Alongside a shift to online shopping, a recent report revealed 7.4 million in the UK are now living an almost cashless life – claiming changing payment habits has left Britons better prepared for life in lockdown. In fact, according to recent research from PPRO, 45% of UK consumers think cash will be a thing of the past in just five years. And this UK figure reflects a global trend. For example, 46% of Americans have turned to cashless payments in the wake of COVID-19. And in Italy, the volume of cashless transactions has skyrocketed by more than 80%.

More choice than ever before

Whilst the pandemic and restrictions surrounding cash have certainly accelerated the UK towards a cashless society, the proliferation of local payment methods (LPMs) in the UK, such as PayPal, Klarna and digital wallets, have also been a key driver. Today, 31% of UK consumers report they are confident using mobile wallets, such as Apple Pay. Those in Generation Z are particularly keen, with 68% expressing confidence using them[1].

As LPM usage continues to accelerate, the use of credit and debit cards are likely to decline in the coming years. Whilst older generations show an affinity with plastic, younger consumers feel less secure around its usage. 96% of Baby Boomers and Generation X confirmed they feel confident using credit/debit cards, compared to just 75% of Generation Z[2].

Does social distancing mean financial exclusion?

As we hurtle into a digital age, leaving cash in the rearview, there are ramifications of going completely cashless to consider. We must take into consideration how removing cash could disenfranchise over a quarter of our society; 26% of the global population doesn’t have a traditional bank account. Across Latin America, 38% of shoppers are unbanked, and nearly 1 in 5 online transactions are completed with cash. While in Africa and the Middle East, only 50% of consumers are banked in the traditional sense, and 12% have access to a credit card. Even here in the UK, approximately 1.3 million UK adults are classed as unbanked, exposing the large number of consumers affected by any ban on cash.

Even when shopping online – many consumers rely on cash-based payments. At the checkout page, consumers are provided with a barcode for their order. They take this barcode (either printed or on their mobile device) to a local convenience store or bank and pay in cash. At that point, the goods are shipped.

There are also older generations to consider. Following the closure of one in eight banks and cashpoints during Coronavirus, the government faced calls to act swiftly to protect access to cash, as pensioners struggled to access their savings. Despite the direction society is headed, there are a significant number of older people that still rely on cash – they have grown up using it. With an estimated two million people in the UK relying on cash for day to day spending, it is important that it does not disappear in its entirety.

Supporting the transition away from cash

Cashless protocols not only restrict access to goods and services for consumers but also limit revenue opportunity for merchants. While 2020 has provided the global economy with one great reason to reduce the acceptance of cash, the payments industry has billions of reasons to offer multiple options that cater to the needs of every kind of shopper around the world.
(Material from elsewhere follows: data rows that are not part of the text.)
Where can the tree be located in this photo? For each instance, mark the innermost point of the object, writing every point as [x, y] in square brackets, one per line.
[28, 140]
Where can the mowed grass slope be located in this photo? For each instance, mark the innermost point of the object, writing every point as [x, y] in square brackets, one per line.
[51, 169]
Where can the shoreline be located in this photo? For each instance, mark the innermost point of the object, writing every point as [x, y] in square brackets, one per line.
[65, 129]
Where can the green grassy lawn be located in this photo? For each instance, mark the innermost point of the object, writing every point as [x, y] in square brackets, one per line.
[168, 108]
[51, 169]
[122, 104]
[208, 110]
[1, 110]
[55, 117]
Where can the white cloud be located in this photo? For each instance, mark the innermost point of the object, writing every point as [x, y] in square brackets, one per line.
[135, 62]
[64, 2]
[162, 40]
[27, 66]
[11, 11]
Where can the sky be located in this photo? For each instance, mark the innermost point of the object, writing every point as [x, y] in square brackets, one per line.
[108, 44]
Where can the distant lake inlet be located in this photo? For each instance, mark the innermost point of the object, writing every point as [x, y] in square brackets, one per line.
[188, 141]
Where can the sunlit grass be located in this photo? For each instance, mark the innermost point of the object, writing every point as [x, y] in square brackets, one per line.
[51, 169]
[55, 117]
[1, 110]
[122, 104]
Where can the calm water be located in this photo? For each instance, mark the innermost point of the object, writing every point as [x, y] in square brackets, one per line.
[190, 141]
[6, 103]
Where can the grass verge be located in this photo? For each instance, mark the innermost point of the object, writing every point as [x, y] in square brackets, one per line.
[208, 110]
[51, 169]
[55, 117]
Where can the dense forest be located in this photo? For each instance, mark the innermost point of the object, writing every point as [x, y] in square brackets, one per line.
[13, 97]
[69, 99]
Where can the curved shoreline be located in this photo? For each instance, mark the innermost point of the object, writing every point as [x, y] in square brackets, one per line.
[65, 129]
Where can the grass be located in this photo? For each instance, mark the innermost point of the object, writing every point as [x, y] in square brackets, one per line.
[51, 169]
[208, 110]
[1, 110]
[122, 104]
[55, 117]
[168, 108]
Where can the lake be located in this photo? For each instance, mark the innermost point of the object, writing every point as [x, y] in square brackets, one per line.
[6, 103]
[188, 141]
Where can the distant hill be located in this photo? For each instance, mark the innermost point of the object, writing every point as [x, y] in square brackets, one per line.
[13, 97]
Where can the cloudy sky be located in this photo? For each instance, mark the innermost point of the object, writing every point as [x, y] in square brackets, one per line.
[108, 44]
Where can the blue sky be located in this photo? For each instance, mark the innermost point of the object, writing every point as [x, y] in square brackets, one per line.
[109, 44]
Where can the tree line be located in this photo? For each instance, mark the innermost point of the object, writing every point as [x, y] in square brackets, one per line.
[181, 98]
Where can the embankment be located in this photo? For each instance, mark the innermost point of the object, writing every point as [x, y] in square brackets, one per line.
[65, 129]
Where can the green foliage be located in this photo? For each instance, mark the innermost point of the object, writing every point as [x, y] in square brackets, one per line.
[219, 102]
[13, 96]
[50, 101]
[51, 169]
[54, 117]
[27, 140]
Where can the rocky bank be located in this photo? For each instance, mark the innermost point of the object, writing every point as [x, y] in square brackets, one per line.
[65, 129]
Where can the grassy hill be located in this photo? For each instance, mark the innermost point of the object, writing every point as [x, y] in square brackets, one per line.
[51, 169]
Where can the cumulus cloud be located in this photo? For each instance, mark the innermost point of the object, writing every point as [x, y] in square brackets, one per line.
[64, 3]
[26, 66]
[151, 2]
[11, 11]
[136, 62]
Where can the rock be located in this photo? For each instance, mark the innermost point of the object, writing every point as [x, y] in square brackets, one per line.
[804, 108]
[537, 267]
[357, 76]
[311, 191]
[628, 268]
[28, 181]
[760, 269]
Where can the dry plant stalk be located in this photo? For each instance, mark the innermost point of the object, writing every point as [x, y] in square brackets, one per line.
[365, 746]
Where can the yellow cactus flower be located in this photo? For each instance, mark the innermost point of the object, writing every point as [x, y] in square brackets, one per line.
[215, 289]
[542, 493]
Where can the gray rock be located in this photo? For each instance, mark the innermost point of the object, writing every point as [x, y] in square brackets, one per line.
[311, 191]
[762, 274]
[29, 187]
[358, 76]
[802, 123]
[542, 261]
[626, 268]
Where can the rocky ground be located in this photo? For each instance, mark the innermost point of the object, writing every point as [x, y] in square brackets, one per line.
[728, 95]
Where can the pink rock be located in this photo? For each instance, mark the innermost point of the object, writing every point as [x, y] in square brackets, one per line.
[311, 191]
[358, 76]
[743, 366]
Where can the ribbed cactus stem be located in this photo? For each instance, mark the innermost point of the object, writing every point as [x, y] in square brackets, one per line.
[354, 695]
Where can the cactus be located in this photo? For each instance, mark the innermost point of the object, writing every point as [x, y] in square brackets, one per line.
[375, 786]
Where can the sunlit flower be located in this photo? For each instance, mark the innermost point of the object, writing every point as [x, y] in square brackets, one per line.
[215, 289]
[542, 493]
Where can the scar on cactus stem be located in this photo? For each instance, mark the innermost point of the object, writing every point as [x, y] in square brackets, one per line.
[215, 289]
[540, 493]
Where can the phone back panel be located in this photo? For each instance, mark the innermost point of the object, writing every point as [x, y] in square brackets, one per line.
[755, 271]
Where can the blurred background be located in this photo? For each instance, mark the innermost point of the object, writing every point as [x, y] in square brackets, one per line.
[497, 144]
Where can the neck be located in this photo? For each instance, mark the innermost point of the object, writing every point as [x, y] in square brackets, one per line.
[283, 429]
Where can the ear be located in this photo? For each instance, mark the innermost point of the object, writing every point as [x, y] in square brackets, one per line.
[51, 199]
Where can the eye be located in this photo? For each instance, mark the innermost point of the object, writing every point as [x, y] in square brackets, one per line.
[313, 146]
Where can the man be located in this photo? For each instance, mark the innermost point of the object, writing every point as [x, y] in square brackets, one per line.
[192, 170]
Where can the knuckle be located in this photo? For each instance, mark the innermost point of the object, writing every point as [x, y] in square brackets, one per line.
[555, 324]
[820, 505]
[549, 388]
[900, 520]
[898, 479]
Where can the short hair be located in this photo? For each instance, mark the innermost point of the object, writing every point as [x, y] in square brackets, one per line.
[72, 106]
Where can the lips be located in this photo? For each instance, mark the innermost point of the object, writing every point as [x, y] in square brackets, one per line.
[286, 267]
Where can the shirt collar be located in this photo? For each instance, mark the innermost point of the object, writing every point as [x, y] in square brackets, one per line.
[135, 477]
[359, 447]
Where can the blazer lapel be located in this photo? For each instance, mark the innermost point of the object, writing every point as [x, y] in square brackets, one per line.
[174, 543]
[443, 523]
Whilst it seems younger generations are driving LPM adoption, it is important that older generations aren’t forgotten. If online shops fail to offer a variety of preferred payment methods, consumers will not hesitate to shop elsewhere. With 44% of consumers reporting they would stop a purchase online if their favourite payment method wasn’t available – this is something merchants need to address to attract and retain loyal customers.